Do not use Helicobacter Test INFAI after the expiry date stated on the outer packaging and the container label. The expiry date refers to the last day of that month. Once the 13C-urea powder has been dissolved in water, the solution should be consumed immediately. The dissolved solution should not be stored for later use, as the stability of the solution after reconstitution has not been validated.

Unused product and waste materials should be disposed of in accordance with local regulations for pharmaceutical waste. The 13C-urea is not classified as hazardous waste and can be disposed of through standard pharmaceutical waste collection systems.

What Does Helicobacter Test INFAI Contain?

Helicobacter Test INFAI has an exceptionally simple composition. Each sealed glass container holds 75 mg of 13C-urea (carbon-13 labelled urea) as a white, crystalline powder. The 13C-urea is the only active ingredient and the only substance present in the container. Unlike most pharmaceutical products, Helicobacter Test INFAI contains no excipients, binders, fillers, preservatives, colourings, flavourings, or coating agents whatsoever. This simplicity minimizes the risk of allergic reactions or intolerances and makes the product suitable for patients with multiple drug sensitivities or specific dietary restrictions.

The 13C-urea used in the test is produced by chemical synthesis using carbon dioxide enriched with the stable isotope carbon-13. The 13C enrichment of the urea is greater than 99 atom percent, meaning that virtually all of the carbon atoms in the urea molecules are the 13C isotope rather than the more common 12C isotope. This high level of enrichment is essential for the diagnostic sensitivity of the test, as it ensures that a measurable change in the 13CO₂/12CO₂ ratio can be detected in exhaled breath even with the small 75 mg dose.

The molecular formula of urea is CO(NH₂)₂, and the molecular weight of 13C-urea is 61.06 g/mol (compared to 60.06 g/mol for ordinary 12C-urea). Urea is a colourless, odourless, highly water-soluble organic compound that is the primary end product of nitrogen metabolism in mammals. It is produced by the liver through the urea cycle and excreted by the kidneys. In the body, urea is present in blood, urine, sweat, and all body fluids at concentrations of 2.5–7.8 mmol/L in plasma under normal physiological conditions.

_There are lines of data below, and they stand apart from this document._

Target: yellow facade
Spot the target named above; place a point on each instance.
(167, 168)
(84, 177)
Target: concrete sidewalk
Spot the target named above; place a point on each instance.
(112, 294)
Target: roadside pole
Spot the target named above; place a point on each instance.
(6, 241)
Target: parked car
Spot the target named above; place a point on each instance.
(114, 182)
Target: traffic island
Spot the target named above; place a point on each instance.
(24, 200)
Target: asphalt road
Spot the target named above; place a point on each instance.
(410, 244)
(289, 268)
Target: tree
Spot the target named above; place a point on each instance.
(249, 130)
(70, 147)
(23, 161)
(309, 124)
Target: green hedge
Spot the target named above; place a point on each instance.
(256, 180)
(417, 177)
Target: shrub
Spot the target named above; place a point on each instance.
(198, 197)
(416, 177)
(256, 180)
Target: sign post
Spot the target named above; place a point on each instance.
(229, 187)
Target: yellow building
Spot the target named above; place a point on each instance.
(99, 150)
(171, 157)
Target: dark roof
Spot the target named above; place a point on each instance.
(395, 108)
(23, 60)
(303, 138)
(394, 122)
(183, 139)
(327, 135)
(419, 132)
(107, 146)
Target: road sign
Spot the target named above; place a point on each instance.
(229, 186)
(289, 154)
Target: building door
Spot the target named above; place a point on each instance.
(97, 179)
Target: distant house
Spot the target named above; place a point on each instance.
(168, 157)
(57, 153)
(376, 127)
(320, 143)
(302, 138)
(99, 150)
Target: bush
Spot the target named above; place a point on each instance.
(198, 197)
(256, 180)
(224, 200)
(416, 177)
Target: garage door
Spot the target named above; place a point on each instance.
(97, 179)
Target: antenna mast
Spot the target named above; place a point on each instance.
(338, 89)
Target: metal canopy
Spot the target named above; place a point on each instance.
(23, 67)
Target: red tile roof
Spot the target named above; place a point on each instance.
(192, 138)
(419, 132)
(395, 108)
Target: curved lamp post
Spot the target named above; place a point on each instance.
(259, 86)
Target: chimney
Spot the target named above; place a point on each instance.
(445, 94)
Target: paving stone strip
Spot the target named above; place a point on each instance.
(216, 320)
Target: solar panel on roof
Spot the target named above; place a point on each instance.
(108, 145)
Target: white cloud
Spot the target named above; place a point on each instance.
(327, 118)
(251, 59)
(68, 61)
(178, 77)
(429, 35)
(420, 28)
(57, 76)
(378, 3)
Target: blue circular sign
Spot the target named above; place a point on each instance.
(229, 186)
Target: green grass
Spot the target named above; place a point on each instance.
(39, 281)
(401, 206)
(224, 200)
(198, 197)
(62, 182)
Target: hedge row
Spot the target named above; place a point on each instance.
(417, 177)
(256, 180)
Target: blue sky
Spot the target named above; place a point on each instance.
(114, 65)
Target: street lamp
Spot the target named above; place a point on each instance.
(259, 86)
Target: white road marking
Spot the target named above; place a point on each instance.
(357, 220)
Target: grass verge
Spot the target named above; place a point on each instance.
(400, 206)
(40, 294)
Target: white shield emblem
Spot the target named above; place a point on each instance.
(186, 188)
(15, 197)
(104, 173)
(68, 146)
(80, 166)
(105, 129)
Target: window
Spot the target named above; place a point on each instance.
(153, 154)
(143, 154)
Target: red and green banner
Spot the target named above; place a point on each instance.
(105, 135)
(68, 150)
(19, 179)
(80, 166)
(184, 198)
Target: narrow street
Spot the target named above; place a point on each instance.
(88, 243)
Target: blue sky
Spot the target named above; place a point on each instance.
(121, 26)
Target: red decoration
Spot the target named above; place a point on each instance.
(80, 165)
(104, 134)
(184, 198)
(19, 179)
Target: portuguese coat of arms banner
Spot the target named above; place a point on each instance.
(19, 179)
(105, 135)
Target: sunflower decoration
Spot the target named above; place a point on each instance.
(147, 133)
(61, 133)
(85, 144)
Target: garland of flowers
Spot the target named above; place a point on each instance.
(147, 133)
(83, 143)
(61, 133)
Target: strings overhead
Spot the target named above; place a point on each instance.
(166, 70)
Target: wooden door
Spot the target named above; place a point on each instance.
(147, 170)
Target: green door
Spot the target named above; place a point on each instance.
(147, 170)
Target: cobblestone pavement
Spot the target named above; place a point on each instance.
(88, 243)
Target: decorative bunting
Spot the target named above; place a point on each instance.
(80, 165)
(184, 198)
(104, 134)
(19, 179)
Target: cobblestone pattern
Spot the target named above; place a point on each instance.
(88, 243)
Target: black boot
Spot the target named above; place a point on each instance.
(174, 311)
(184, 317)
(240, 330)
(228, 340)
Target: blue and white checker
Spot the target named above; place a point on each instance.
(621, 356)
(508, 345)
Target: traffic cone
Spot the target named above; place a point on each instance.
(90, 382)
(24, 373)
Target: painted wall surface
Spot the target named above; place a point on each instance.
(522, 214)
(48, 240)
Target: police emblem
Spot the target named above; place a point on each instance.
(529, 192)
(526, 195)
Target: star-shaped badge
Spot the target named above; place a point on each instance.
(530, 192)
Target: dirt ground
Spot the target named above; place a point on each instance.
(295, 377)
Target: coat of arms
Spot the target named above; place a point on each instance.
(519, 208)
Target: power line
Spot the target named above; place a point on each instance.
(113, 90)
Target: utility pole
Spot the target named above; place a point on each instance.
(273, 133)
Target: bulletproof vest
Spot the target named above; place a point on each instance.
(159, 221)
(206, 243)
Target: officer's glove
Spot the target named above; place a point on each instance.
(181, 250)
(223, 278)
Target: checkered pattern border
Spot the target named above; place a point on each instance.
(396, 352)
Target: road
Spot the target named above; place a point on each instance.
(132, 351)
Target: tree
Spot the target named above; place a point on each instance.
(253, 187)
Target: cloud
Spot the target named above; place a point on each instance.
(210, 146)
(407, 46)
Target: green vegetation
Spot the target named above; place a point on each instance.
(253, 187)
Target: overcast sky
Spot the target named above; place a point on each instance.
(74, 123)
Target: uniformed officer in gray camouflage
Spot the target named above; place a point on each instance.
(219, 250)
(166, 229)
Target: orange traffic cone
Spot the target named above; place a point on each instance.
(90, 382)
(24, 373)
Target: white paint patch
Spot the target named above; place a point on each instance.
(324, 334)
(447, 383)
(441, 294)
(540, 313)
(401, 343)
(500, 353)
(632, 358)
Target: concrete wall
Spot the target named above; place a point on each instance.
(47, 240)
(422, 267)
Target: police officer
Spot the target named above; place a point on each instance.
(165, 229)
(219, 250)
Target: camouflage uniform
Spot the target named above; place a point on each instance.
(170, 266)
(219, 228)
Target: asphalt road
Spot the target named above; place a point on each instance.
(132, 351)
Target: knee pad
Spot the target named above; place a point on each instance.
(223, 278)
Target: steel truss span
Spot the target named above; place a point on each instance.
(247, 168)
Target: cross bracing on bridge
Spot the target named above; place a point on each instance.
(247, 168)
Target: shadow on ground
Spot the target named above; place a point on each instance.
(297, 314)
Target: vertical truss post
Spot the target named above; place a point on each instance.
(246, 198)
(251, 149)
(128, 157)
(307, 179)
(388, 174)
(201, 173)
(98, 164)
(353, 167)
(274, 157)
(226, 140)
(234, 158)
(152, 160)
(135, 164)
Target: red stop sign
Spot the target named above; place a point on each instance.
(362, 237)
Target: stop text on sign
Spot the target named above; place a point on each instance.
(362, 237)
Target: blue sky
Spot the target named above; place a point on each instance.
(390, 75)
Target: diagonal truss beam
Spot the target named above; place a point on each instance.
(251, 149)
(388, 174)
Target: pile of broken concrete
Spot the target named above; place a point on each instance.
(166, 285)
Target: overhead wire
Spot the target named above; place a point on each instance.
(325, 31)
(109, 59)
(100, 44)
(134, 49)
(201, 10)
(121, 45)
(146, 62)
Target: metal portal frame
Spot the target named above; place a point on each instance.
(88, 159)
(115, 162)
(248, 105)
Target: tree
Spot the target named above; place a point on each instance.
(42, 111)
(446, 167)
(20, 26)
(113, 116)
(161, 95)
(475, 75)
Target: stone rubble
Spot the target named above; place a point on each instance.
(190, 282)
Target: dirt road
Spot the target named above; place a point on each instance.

The complete Helicobacter Test INFAI kit typically includes:

• One sealed container with 75 mg 13C-urea powder
• Two breath collection tubes or bags (for baseline and post-dose samples)
• A straw or mouthpiece for breath collection
• A patient record form with pre-printed labels
• A package insert with instructions for use
• A padded return envelope for mailing samples to the analysis laboratory

The breath collection tubes or bags are inert, sealed containers designed to preserve the 13CO₂/12CO₂ ratio of the exhaled breath sample during transport to the laboratory. They are typically stable for several weeks at room temperature, allowing samples to be collected at remote locations and shipped to centralized analytical laboratories without loss of accuracy.